Now the birth of Jesus the Messiah took place in this way. When his mother Mary had been engaged to Joseph, but before they lived together, she was found to be with child from the Holy Spirit. Her husband Joseph, being a righteous man and unwilling to expose her to public disgrace, planned to dismiss her quietly. But just when he had resolved to do this, an angel of the Lord appeared to him in a dream and said, “Joseph, son of David, do not be afraid to take Mary as your wife, for the child conceived in her is from the Holy Spirit. She will bear a son, and you are to name him Jesus, for he will save his people from their sins.”
Do you ever struggle with doubt? I know some people who seem never to doubt. They tell me that “I know that I know that I know that I know” that this or that thing is true. But faith has not come quite that easily for me. Over the years I’ve questioned and studied and wrestled with my faith. Some things I no longer wrestle with-I choose to believe them based upon the witness of Scripture.
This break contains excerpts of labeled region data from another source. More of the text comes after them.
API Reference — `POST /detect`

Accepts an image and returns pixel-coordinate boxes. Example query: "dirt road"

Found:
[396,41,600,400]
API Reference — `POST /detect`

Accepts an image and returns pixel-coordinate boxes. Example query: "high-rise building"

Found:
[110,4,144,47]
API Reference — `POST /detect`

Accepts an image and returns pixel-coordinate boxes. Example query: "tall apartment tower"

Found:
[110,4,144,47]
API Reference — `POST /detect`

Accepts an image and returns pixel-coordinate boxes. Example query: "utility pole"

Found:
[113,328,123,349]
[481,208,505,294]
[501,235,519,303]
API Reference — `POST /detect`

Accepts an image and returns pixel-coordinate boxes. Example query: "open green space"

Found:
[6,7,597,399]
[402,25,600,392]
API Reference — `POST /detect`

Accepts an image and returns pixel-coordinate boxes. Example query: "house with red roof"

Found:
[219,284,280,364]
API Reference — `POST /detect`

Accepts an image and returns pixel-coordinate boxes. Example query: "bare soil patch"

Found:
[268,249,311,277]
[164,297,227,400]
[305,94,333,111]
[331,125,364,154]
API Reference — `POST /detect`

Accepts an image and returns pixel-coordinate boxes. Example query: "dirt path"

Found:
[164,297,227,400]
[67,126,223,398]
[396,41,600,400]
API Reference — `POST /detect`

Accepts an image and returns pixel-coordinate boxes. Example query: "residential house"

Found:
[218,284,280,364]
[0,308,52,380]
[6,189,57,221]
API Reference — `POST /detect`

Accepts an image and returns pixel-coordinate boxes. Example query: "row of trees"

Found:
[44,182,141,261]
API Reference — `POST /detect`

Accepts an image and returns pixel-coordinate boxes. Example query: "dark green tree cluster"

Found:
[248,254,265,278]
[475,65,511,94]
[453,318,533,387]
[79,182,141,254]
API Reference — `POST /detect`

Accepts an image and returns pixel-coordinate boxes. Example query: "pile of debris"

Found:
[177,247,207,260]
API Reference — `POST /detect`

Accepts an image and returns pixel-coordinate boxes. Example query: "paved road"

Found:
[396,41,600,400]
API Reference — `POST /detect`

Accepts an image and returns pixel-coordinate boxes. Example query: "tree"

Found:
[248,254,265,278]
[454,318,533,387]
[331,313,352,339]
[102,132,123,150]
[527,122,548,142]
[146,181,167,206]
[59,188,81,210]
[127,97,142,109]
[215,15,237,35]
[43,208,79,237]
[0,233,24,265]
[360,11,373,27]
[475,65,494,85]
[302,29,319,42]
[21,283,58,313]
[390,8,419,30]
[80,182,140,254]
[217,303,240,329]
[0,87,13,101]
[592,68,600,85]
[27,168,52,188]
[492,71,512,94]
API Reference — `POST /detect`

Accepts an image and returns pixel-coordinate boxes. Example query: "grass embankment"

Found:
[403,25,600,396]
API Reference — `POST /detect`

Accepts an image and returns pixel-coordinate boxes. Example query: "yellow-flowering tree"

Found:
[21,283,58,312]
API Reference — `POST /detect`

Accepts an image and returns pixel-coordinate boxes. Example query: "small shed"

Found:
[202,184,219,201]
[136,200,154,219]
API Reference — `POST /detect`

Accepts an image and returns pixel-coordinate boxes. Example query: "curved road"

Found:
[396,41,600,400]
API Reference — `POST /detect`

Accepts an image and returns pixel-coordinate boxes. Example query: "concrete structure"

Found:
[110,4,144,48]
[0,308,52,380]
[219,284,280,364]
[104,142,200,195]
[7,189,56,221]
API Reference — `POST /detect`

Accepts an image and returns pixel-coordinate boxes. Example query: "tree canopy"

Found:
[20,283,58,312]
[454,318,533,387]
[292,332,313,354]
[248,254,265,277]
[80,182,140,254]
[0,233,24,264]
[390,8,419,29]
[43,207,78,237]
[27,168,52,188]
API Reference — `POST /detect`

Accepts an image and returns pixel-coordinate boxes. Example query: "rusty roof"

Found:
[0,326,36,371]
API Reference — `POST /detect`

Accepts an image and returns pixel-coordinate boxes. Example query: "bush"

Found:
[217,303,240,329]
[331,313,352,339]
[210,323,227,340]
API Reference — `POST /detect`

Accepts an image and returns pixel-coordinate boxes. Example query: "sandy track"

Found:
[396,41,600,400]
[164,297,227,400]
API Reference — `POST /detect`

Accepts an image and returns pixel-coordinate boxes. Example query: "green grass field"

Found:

Some decry doubt, as though it were the enemy of faith. But doubt is not the enemy of faith; it is often the doorway to a deeper faith. I take great comfort in the fact that some of the most challenging Christian doctrines to believe, namely the virgin birth and the Resurrection, were difficult even for the people who were first confronted with these ideas.
Let’s consider the Resurrection, for example. When the women who first saw the empty tomb told the disciples that Jesus was raised from the dead, the disciples didn’t believe. When the disciples saw Jesus raised but Thomas wasn’t with them, and told Thomas, Thomas refused to believe.
In our Scripture today one might infer that Mary had told Joseph that she was pregnant and that the pregnancy was a miracle somehow made possible by the Holy Spirit. Did Joseph believe in the “virginal conception”? Not yet. In fact, he was so convinced she was making up the story that he planned to break off the engagement and have nothing to do with Mary again!
Joseph was the first person in the Gospels who doubted; he might be considered (with “Doubting Thomas”) the patron saint of doubters. Yet Joseph, after hearing from God in a dream that Mary was telling the truth, chose to believe her. And that decision changed the course of his life and the life of the child he would raise as his own.
How do you overcome doubt? You remain open to possibilities, as Joseph was. You listen and watch and you weigh the testimony of the Gospels and of modern-day disciples. Belief, in the end, is a choice. You look at the evidence and testimony available to you, and in the end you make a choice. You choose to trust, and to believe.
Lord, help me to be patient when others doubt. Help me, when I share my faith, to be a credible witness. And help me, Lord, to trust in those truths I don’t fully understand, but which you know to be true. Amen.